To create them, Kuitca walked up and down in front of large canvases, making short diagonal strokes matching his walking rhythm-an action in line with Pina Bausch’s statement that “walking is enough.” The modern choreographer’s saying stuck Kuitca forcibly in 1980 and he has often quoted it since as the source of his particular minimalism of means. In this context it also connects to his interest in moving different scales, the human and the infinite: were those paces taken before the abstract void?

Robert Storr, in his essay for Hauser & Wirth’s new works equates Kuitca’s new works with archeological digs “for the partially buried monuments of modernism, curious to find out how their recombinant elements might result in new form.” As such, they seem to Storr “more a matter of recovering useful fragments of other eras in order to reconstruct painting than of using painting to critique its own heritage.”

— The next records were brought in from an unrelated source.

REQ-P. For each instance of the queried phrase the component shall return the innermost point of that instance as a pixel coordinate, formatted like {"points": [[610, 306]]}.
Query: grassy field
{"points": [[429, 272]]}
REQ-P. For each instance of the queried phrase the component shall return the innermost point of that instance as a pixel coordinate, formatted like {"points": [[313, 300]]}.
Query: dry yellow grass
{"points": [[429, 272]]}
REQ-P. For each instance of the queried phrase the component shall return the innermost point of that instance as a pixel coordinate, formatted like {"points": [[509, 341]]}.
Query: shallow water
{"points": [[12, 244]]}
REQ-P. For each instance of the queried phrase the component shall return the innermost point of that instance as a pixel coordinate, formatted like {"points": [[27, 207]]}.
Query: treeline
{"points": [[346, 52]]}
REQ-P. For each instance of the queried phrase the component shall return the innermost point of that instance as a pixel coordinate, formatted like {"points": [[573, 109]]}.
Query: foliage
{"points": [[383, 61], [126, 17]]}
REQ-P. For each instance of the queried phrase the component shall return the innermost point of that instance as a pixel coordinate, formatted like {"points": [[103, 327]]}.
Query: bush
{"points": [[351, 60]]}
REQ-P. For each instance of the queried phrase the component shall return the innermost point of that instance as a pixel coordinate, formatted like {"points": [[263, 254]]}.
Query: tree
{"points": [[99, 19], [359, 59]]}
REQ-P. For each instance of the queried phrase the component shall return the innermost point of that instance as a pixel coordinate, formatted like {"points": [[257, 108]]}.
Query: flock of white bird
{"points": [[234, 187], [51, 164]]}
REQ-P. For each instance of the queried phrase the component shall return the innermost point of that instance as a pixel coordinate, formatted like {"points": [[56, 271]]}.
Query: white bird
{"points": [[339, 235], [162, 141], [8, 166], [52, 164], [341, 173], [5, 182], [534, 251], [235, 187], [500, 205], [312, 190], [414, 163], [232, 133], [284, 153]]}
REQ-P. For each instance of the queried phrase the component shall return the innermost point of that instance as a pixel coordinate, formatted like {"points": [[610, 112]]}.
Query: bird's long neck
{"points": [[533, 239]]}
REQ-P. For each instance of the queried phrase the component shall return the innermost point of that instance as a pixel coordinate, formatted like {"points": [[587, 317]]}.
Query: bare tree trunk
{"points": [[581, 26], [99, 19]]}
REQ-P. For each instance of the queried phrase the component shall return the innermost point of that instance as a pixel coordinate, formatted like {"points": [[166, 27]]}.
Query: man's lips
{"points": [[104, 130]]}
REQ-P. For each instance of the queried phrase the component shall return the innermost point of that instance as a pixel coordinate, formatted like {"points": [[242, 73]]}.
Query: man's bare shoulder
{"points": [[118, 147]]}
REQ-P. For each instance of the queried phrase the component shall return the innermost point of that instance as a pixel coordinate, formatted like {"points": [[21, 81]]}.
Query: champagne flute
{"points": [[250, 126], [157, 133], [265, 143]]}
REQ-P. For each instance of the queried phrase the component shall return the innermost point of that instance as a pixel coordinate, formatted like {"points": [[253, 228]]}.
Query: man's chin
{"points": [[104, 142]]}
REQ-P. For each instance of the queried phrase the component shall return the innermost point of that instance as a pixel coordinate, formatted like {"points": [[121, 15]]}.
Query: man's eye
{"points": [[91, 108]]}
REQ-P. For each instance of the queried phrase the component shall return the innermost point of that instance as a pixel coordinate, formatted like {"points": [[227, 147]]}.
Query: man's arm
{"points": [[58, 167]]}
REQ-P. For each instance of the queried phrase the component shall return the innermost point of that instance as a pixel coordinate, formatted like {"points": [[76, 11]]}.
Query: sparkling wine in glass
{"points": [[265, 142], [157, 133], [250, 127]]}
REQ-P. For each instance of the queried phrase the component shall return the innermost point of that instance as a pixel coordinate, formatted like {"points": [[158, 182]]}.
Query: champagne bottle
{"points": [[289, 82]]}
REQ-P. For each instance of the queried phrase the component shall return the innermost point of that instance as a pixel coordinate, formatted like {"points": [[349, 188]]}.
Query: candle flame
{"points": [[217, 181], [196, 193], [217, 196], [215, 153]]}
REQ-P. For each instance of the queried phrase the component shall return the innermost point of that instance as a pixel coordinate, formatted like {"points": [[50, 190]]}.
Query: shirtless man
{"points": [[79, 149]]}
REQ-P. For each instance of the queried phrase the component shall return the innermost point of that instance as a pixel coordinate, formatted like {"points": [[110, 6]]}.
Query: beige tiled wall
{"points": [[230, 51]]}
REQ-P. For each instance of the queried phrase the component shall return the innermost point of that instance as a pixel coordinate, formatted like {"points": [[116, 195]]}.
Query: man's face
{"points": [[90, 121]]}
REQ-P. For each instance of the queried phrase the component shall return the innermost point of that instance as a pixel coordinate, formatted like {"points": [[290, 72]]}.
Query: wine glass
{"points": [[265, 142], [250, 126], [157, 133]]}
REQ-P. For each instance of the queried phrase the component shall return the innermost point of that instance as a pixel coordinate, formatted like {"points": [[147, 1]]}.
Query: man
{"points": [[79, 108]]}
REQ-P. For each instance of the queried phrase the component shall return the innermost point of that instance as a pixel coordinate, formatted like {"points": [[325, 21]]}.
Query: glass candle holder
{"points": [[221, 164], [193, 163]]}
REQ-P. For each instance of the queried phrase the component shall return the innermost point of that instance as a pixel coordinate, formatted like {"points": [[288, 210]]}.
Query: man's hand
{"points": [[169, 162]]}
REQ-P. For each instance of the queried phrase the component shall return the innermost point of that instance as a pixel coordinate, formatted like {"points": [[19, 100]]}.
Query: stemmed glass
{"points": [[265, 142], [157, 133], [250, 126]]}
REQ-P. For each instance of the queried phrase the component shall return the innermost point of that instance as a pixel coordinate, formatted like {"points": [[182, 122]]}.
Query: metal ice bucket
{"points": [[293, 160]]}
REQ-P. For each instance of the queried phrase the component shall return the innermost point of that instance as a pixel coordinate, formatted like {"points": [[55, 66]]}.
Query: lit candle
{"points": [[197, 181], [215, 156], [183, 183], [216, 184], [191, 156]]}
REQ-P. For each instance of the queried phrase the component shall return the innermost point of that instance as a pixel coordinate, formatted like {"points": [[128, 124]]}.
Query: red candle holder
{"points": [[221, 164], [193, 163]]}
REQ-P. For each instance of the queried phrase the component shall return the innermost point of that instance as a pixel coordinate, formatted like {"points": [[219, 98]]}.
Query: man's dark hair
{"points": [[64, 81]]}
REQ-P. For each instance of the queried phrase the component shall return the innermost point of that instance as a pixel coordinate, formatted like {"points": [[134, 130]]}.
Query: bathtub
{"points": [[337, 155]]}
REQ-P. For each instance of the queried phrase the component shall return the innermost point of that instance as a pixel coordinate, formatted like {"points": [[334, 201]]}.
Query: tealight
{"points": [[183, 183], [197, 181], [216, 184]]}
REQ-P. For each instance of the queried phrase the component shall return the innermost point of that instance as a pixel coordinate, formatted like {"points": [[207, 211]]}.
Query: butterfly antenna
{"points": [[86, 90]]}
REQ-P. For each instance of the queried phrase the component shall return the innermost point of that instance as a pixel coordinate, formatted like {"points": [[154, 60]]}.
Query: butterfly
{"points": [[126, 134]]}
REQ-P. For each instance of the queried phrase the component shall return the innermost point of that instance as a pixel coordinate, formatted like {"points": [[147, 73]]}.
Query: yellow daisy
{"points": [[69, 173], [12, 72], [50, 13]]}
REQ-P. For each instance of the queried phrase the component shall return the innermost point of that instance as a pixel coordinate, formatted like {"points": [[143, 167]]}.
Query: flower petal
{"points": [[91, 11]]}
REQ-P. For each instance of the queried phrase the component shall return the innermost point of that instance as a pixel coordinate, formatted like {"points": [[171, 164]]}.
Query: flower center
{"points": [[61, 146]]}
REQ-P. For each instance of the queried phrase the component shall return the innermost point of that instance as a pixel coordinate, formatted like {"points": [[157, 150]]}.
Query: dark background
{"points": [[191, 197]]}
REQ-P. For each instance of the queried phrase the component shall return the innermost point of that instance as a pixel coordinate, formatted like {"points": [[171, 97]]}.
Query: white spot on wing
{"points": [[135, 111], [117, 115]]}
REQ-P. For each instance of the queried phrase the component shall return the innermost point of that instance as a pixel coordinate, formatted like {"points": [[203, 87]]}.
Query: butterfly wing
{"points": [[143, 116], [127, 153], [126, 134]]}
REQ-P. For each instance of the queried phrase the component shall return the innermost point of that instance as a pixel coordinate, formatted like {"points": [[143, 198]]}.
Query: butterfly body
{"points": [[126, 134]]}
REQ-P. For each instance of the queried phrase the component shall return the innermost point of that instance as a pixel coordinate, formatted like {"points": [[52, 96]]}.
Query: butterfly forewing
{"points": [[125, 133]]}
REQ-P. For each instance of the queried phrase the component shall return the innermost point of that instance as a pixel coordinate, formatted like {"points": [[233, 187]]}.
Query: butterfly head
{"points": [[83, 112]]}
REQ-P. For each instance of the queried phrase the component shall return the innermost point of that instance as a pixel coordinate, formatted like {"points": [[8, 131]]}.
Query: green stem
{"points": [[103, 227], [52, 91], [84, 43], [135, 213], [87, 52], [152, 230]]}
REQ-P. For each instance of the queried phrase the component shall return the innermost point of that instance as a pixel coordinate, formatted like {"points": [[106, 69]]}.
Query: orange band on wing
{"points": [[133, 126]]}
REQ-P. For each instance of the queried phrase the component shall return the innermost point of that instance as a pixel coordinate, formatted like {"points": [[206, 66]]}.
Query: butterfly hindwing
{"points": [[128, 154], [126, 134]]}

That may be so, but there is a sense in which these paintings contradict both their sources. Those in a cubist style differ from the Cubists in starting from abstraction, whereas the original point of Cubism was to represent the world from a number of viewpoints. Kuitca’s works addressing Fontana contradict the Italian by turning his physical slashes in the canvas, designed to be radical incursions into the painting’s space, into illusory representations “of” those slashes.

This is all of a piece with two characteristics of Kuitca’s work as a whole. Firstly, it deals with space in fascinating ways, especially in its pulling back-and-forth between two and three dimensions. Are Kuitca’s concert halls pictures of two-dimensional schema intended to represent three dimensions? Or are the paintings themselves plans? One could even ask if sound and emotion are implied as additional dimensions. The Cubist and Fontana styles add a new spin on that push-pull between dimensions, and a third new style appears to combine two types of space: the Cubist and the architectural.

Secondly, Kuitca tends to position his work at the boundaries between apparent opposites: abstract and representational, public and private, personal and political, presence and absence, meaning and use. These new works are poised between original reinterpretation and mere copy, between homage and critique. And it’s those tensions which give the work much of its charge.